Światowy gigant – google kupił serwis YouTube w 2006 roku, zaledwie po roku od jego założenia, za 1,65 mld dolarów. Już wtedy prezes google zapowiadał, że wspólnie z platformą zaoferują użytkownikom całkiem nowe możliwości. Dużą zmianą było wprowadzenie filmów 360 stopni. Dziś każdy z nas posiada już swoje konto na portalu, na którym gromadzi swoje filmiki, udostępnia je i komentuje nagrania z całego świata. Mało prawdopodobne, żeby jakikolwiek serwis był w stanie zagrozić serwisowi YouTube.
Odkąd google szuka sposobu, by jak najwięcej wyciągnąć z serwisu, można na nim zauważyć wzmożoną ilość reklam. Mimo to serwis wciąż nie przynosi oczekiwanych zysków. Świetnie zarabiają na nim popularni vlogerzy z całego świata, niestety sam google już niekoniecznie. Czy rozwiązaniem tego problemu będzie płatna wersja serwisu, YouTube Red?
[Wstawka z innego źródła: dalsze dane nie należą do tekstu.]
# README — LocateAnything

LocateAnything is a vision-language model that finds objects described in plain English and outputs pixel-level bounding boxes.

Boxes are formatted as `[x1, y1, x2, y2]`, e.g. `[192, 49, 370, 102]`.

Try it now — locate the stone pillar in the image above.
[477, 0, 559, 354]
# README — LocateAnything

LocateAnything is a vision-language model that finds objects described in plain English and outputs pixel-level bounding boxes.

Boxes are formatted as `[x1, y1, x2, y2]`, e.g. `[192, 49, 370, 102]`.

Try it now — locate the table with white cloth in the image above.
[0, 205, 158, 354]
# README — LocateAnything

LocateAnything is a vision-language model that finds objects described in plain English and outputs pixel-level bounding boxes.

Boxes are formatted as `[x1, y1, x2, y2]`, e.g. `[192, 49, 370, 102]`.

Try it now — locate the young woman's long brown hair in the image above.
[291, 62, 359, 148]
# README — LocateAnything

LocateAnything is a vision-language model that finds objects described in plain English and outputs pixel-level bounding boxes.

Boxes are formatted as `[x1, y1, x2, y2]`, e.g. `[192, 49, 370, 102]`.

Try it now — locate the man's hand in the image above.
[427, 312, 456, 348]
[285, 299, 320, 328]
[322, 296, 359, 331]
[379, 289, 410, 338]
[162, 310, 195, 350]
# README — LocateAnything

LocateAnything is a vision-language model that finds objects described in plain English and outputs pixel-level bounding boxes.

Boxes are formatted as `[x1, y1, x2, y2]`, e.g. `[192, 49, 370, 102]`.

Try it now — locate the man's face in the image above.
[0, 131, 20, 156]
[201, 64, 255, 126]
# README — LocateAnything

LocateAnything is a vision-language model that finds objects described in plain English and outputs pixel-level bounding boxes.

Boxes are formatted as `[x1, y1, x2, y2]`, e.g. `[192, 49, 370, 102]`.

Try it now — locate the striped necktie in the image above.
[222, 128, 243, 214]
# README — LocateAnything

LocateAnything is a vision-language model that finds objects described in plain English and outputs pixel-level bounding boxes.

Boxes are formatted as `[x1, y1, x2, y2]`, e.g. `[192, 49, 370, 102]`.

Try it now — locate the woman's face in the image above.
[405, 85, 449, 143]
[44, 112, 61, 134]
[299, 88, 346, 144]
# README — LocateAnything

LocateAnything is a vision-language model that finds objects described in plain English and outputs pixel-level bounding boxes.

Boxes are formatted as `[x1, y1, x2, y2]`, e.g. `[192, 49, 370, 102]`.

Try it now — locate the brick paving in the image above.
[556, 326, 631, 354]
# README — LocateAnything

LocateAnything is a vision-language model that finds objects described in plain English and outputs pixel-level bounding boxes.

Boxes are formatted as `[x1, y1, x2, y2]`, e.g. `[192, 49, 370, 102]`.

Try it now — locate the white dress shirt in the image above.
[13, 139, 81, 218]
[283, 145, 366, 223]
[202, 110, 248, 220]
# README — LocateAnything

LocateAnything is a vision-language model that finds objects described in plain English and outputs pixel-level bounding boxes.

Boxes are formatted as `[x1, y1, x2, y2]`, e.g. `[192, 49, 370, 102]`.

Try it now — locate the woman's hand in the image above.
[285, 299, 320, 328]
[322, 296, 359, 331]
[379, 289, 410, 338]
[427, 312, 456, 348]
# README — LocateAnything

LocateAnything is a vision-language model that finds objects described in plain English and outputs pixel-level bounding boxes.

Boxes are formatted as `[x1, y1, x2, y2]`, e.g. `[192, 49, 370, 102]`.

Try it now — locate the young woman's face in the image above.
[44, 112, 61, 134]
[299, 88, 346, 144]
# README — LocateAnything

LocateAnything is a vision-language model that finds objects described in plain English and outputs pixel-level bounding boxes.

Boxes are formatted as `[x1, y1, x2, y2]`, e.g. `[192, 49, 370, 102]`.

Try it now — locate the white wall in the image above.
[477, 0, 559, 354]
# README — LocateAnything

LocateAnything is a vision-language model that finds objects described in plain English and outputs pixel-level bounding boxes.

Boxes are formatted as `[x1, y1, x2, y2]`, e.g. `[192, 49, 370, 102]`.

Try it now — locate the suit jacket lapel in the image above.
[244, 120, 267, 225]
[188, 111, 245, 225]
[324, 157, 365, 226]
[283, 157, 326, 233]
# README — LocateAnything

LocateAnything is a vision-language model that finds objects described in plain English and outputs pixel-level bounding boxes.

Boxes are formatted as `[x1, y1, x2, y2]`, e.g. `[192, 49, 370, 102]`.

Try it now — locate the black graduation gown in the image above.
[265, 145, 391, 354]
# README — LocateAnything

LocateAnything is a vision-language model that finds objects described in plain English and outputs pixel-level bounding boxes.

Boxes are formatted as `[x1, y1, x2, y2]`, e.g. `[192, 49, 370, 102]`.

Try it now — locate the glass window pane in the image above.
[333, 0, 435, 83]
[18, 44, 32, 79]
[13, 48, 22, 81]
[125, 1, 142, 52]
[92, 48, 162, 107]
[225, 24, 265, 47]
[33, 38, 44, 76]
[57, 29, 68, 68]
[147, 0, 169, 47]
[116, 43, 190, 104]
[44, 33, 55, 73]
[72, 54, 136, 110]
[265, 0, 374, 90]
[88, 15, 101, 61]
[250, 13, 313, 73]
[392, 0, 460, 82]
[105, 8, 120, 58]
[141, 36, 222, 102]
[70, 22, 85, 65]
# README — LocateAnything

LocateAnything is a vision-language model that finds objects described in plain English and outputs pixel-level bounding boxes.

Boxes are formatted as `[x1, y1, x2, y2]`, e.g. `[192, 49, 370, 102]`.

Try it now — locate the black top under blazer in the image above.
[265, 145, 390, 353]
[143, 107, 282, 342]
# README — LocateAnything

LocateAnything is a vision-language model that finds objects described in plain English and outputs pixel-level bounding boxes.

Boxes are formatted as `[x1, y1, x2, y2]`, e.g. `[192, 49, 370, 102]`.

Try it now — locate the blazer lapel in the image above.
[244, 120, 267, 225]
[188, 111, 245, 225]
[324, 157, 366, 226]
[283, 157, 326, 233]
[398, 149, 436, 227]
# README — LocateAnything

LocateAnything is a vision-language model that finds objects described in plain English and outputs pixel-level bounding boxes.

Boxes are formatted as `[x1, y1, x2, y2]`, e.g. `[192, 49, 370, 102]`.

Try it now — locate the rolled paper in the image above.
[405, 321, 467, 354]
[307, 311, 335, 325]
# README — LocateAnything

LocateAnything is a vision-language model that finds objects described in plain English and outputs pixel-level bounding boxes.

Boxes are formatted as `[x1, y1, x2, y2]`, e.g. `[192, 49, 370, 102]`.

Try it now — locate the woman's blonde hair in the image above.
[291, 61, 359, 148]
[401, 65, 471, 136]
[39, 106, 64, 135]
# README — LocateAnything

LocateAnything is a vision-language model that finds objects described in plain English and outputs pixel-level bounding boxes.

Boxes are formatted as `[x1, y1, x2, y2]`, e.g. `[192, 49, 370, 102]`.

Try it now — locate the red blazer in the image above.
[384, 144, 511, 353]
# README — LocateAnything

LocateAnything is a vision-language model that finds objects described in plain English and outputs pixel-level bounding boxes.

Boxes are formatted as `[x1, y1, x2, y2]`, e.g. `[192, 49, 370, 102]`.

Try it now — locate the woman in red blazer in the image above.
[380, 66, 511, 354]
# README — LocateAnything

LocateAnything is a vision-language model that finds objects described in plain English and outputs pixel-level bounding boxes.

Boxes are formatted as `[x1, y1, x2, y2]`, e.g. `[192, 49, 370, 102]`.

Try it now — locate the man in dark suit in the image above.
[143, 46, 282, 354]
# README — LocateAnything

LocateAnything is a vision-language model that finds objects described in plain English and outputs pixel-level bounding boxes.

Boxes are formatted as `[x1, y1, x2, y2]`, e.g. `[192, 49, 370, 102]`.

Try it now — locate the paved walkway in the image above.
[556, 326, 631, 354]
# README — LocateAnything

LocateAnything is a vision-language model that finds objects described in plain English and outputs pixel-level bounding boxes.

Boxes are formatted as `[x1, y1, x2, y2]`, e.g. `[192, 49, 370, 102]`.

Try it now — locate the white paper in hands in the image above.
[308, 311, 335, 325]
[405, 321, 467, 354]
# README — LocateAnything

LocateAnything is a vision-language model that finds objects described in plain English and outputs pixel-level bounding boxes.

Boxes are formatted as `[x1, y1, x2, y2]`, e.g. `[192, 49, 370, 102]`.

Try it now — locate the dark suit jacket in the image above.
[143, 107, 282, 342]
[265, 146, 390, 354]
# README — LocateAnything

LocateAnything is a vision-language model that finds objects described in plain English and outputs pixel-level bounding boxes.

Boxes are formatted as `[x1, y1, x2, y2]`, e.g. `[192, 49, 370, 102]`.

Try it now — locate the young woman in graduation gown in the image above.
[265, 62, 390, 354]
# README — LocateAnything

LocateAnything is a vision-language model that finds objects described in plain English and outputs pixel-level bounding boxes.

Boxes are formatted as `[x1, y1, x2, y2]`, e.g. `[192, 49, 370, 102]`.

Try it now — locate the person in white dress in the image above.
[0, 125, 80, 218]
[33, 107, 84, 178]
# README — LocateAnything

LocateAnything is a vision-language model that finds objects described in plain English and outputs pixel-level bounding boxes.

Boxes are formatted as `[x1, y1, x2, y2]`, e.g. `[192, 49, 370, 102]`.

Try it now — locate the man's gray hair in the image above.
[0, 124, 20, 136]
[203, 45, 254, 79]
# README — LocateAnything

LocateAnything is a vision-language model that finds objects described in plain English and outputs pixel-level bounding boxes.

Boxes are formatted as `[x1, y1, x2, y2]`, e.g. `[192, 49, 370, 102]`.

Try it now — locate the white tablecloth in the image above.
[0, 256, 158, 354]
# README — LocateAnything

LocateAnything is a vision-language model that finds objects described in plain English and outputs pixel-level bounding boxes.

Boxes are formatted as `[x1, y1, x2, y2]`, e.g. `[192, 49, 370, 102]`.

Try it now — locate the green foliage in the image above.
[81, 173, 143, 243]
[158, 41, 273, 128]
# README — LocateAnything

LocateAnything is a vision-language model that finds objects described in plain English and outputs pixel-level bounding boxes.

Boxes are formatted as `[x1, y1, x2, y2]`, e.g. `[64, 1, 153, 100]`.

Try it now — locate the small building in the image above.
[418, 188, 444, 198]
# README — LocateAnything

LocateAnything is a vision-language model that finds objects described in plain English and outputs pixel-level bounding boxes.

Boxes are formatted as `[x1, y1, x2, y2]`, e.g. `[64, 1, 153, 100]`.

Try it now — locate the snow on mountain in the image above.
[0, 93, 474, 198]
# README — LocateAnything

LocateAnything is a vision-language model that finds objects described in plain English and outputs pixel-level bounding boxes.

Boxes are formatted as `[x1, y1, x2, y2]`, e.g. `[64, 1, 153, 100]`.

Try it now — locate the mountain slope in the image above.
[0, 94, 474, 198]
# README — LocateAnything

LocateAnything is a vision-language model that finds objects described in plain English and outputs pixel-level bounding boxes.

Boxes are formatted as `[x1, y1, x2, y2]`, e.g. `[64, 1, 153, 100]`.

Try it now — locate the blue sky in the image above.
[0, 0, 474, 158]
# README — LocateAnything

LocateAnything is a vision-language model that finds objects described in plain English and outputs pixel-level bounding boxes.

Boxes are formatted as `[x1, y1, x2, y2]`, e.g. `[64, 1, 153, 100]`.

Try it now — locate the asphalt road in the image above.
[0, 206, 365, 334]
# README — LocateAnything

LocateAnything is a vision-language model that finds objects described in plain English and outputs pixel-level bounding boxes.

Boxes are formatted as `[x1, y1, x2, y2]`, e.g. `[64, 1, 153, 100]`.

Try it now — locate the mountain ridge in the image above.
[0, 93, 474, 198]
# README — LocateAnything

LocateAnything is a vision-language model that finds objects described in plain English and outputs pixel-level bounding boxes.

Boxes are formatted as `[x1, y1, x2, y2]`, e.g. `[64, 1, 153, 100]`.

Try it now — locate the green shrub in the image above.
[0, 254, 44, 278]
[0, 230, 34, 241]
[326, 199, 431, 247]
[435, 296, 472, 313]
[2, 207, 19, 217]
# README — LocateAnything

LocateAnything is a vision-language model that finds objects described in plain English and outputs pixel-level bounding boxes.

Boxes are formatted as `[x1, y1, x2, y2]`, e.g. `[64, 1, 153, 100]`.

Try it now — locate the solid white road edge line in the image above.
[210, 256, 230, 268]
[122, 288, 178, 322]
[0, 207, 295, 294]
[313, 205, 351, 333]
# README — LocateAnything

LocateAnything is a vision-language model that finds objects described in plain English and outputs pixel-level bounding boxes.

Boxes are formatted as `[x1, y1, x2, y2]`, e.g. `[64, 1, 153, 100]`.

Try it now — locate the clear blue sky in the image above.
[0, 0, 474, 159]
Już 28 października 2015 roku swój debiut będzie miał płatny serwis. Nie uważacie, że podobieństwo w nazwie do innego portalu o podobnej nazwie jest niepokojące. Nic bardziej mylnego, to naszym zdaniem celowy zabieg. Nazwa YouTube Red, a RedTube (portal z treściami erotycznymi) różnią się nieznacznie ale zdziwienie użytkowników chcących trafić na stronę z treściami dla dorosłych mogą się bardzo zdziwić, ale co ważne stanie się to czego oczekują właściciel YouTube Red czyli google. Płatny YouTube zwiększy świadomość ludzi o istnieniu tego serwisu. W internecie tak jak w życiu: hajs musi się zgadzać. A ludzie muszą subskrybować nowy portal, żeby napędzić zyski.
https://www.youtube.com/watch?v=YL9RetC0ook
YouTube Red będą mogli najpierw przetestować mieszkańcy Stanów Zjednoczonych. Cena miesięcznej subskrypcji wyniesie 9,99 dolarów za wersję na komputer i na androida, za 12,99 dolarów trzeba będzie wykupić dodatkowy pakiet, za wersję na system iOS. Każdy zainteresowany mieszkaniec USA będzie miał szansę wypróbować darmową 30-dniową wersję serwisu. Mamy nadzieję, że w Europie również będzie taka możliwość.